It’s what I call the “Flora” nose from the Greek statue of the goddess Flora but with the addition of the Roman “bump”.

The “Flora” nose is ubiquitous from Toscana through Umbria, Marche, Eastern Liguria and Emilia Romagna. There’s a whole monograph written about this look in women of the area when discussing DaVinci’s Lady with the Ermine, who was a Tuscan. At the height of the Lega Nord drama they posted copies of this portrait with a caption saying: This is what Italians look like....

They probably thought she was Milanese since that’s where it was painted. :)

I can’t post pictures; perhaps someone else can do it. You can also look at my threads: Phenotypes of Italian villages and People of the Appennino Parmense.

----------


## Archetype0ne

> It’s what I call the “Flora” nose from the Greek statue of the goddess Flora but with the addition of the Roman “bump”.
> 
> The “Flora” nose is ubiquitous from Toscana through Umbria, Marche, Eastern Liguria and Emilia Romagna.
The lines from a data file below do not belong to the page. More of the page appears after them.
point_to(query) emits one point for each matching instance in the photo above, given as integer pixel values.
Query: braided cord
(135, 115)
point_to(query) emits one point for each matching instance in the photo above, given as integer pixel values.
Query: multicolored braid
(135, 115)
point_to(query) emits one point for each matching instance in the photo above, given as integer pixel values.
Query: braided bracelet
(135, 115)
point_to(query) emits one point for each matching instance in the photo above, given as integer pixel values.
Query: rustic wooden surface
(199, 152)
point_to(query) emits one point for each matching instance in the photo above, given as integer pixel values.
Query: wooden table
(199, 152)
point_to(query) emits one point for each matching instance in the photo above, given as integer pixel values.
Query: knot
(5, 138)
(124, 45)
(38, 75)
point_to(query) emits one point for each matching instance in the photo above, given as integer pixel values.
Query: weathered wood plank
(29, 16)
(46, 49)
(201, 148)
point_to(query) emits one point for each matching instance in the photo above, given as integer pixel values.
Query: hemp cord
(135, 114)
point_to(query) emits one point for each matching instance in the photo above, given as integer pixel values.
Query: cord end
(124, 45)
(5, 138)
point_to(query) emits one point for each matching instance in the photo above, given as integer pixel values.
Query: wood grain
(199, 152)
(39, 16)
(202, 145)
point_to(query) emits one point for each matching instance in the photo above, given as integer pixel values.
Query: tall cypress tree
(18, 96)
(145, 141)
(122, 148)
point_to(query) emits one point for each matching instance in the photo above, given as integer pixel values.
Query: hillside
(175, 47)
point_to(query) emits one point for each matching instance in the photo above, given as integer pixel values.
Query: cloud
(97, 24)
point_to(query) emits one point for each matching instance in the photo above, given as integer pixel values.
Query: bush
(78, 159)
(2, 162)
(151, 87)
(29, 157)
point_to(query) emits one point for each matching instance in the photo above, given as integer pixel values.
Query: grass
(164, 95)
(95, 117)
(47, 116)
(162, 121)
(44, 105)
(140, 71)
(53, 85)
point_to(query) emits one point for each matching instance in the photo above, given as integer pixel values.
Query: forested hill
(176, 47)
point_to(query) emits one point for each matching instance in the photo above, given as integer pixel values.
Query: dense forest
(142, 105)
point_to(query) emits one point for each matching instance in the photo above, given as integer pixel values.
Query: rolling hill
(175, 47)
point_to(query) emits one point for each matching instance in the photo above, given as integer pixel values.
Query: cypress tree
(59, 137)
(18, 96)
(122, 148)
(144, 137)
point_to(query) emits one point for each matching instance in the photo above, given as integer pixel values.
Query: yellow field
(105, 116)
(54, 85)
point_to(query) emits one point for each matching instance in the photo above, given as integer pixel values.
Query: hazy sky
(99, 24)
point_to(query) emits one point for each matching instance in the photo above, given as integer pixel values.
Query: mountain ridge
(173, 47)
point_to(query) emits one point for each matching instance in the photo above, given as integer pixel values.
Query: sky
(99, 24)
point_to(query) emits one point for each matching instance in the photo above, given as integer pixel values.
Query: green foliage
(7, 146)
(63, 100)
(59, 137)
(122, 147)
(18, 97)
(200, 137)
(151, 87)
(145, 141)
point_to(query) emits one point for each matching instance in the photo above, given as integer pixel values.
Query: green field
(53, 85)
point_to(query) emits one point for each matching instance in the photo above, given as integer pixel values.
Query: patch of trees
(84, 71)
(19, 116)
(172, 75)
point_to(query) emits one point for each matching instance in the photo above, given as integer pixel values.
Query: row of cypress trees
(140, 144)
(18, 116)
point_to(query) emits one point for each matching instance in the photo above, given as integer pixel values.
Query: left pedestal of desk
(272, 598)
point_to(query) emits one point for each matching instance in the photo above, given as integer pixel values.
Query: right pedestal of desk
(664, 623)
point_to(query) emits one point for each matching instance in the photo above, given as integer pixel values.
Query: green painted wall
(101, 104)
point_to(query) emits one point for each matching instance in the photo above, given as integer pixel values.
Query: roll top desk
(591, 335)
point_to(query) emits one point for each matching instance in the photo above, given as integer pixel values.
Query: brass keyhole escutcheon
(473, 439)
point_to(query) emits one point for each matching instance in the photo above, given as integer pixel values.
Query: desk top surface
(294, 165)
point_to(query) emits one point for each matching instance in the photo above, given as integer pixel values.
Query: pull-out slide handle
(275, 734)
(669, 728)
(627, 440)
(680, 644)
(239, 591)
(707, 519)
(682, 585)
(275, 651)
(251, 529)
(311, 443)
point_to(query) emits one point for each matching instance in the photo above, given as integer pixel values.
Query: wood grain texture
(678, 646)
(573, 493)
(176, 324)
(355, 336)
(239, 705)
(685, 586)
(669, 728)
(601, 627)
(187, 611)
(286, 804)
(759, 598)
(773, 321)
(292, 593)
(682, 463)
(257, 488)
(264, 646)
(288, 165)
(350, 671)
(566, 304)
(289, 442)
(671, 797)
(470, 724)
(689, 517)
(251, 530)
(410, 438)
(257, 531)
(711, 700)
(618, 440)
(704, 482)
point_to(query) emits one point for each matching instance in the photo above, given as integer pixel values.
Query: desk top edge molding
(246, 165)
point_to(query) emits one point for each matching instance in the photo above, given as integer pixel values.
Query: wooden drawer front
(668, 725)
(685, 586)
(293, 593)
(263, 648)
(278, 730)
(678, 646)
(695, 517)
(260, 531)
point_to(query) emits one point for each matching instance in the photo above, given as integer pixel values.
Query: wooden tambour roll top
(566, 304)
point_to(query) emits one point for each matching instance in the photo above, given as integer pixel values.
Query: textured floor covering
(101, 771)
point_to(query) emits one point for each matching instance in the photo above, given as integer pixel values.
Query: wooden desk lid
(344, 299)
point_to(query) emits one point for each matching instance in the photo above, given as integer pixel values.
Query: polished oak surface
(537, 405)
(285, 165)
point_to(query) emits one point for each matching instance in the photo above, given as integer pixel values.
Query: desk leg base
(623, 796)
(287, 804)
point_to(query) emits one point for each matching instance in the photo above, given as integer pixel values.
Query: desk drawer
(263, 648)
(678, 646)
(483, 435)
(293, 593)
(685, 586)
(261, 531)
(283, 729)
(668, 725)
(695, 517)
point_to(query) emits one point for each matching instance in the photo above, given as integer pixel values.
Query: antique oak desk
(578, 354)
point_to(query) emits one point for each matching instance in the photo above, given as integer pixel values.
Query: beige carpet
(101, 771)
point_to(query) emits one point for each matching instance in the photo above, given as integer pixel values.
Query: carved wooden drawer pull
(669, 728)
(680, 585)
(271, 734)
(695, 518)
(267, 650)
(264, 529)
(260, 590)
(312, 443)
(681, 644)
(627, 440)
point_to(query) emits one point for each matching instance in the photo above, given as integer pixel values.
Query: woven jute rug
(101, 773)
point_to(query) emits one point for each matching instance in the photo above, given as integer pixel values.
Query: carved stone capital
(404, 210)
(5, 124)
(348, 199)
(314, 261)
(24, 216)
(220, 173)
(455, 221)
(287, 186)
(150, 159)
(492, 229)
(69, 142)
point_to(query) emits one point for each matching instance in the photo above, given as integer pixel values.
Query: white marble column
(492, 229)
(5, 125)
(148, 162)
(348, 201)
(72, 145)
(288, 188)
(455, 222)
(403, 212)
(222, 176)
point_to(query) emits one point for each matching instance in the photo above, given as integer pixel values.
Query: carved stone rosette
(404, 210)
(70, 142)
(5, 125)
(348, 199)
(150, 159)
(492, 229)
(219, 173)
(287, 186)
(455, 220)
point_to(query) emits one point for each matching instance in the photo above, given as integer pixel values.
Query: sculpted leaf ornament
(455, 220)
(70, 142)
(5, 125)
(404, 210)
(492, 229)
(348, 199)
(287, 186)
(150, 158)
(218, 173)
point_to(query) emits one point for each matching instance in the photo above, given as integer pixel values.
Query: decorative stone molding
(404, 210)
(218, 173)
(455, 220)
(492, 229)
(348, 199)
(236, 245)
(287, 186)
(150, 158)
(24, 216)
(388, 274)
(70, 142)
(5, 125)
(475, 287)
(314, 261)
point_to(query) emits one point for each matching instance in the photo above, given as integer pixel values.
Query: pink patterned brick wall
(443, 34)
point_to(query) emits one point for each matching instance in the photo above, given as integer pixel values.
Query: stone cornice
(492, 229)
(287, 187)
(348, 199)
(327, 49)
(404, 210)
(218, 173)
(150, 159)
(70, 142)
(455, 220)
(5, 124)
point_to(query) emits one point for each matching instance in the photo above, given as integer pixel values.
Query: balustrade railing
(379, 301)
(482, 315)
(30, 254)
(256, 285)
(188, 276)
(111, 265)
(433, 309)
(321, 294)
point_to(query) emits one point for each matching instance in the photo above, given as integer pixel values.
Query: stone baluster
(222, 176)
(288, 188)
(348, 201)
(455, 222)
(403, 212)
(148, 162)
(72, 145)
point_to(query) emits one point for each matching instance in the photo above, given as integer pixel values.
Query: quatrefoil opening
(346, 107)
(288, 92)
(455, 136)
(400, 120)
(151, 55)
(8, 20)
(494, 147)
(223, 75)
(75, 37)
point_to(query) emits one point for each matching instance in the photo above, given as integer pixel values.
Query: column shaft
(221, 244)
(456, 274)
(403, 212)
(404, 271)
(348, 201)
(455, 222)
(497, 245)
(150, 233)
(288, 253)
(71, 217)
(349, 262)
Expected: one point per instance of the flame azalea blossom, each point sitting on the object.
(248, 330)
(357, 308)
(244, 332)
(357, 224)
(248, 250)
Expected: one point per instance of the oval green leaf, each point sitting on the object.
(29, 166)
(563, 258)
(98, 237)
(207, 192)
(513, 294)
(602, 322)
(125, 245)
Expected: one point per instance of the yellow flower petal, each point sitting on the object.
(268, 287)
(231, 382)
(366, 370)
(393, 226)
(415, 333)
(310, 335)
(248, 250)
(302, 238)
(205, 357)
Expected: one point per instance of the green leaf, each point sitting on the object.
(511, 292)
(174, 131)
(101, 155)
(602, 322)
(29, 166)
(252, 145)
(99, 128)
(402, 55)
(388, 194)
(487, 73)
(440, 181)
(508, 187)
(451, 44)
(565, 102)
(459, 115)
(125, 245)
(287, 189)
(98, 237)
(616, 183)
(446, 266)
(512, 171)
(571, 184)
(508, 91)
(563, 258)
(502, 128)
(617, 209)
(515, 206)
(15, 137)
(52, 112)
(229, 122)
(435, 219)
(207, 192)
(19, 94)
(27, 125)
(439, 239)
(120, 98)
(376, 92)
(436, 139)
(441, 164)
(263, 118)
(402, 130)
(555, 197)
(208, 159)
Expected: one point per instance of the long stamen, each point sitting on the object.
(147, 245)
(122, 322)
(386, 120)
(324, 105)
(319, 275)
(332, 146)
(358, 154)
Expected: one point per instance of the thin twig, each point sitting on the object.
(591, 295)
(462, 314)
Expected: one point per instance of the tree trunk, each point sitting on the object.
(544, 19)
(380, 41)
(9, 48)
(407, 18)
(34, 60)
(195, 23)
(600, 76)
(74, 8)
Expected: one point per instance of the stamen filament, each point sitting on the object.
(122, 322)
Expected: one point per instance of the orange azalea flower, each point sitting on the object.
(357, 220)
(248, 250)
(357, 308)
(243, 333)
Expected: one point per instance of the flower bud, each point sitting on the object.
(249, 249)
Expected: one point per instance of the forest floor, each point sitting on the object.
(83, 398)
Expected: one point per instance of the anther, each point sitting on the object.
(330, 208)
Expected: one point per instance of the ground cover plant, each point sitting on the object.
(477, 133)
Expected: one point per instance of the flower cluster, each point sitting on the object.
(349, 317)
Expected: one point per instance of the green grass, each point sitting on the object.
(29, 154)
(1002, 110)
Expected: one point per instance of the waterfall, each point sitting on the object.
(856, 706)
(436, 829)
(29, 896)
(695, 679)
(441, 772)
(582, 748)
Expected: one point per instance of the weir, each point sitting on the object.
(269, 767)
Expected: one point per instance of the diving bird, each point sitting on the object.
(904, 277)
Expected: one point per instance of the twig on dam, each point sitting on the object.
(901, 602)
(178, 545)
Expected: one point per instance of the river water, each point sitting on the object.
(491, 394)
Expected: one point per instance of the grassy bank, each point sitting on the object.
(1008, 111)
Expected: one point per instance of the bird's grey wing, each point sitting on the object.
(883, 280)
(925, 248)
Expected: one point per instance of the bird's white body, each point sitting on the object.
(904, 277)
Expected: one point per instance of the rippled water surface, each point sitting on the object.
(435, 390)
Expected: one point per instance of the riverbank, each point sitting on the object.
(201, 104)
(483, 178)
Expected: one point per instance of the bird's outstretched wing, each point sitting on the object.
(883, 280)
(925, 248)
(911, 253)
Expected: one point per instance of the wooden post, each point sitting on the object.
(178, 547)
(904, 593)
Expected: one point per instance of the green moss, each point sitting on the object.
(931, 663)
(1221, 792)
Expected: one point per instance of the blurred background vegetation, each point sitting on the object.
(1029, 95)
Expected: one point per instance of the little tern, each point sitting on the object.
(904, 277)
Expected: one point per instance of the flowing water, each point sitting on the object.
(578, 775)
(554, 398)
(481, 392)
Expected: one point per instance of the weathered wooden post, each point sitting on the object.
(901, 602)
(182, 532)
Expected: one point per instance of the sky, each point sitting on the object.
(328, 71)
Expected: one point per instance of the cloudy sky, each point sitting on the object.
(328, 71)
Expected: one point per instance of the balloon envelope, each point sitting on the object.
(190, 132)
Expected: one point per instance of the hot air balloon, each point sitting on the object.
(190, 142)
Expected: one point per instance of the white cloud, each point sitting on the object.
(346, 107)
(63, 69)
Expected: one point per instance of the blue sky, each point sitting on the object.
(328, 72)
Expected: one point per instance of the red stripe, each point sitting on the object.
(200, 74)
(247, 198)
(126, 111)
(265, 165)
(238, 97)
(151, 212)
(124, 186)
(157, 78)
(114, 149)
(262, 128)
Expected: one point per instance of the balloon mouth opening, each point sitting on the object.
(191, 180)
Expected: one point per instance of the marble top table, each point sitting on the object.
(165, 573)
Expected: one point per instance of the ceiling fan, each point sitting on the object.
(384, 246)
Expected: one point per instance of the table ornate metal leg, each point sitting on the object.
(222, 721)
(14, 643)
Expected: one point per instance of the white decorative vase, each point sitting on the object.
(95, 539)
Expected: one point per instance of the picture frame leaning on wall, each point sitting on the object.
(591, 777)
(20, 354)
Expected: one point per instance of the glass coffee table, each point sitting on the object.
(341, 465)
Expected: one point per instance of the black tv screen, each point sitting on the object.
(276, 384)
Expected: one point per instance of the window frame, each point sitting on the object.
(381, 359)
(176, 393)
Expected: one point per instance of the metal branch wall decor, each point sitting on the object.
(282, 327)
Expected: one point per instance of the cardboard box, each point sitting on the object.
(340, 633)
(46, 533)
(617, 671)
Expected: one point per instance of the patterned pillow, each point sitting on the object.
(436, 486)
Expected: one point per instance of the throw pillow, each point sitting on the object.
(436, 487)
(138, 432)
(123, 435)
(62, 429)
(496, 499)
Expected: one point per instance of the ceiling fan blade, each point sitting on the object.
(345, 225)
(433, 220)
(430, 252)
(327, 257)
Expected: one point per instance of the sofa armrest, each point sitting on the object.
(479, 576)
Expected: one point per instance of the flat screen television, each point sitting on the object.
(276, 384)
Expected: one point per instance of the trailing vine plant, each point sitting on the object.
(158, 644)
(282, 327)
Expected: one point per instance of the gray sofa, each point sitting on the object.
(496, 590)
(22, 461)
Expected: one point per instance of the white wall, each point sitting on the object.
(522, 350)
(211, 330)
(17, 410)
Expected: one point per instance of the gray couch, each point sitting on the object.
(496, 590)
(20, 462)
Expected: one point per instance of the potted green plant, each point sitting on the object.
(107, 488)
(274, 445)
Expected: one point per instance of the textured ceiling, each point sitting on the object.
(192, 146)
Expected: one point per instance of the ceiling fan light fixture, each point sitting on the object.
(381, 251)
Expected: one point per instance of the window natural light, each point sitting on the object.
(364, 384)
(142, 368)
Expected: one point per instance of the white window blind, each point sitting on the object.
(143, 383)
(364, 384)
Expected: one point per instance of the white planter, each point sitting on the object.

There’s a whole monograph written about this look in women of the area when discussing DaVinci’s Lady with the Ermine, who was a Tuscan. At the height of the Lega Nord drama they posted copies of this portrait with a caption saying: This is what Italians look like....
> 
> They probably thought she was Milanese since that’s where it was painted. :)
> 
> I can’t post pictures; perhaps someone else can do it. You can also look at my threads: Phenotypes of Italian villages and People of the Appennino Parmense.


I will oblige:


DaVinci’s Lady with the Ermine


Compare to Flora.




I think why these prominent figures have a mix between the Roman bump and the Grecian nose is due to testosterone. Have no proof to back it up but intuitively that's what I think.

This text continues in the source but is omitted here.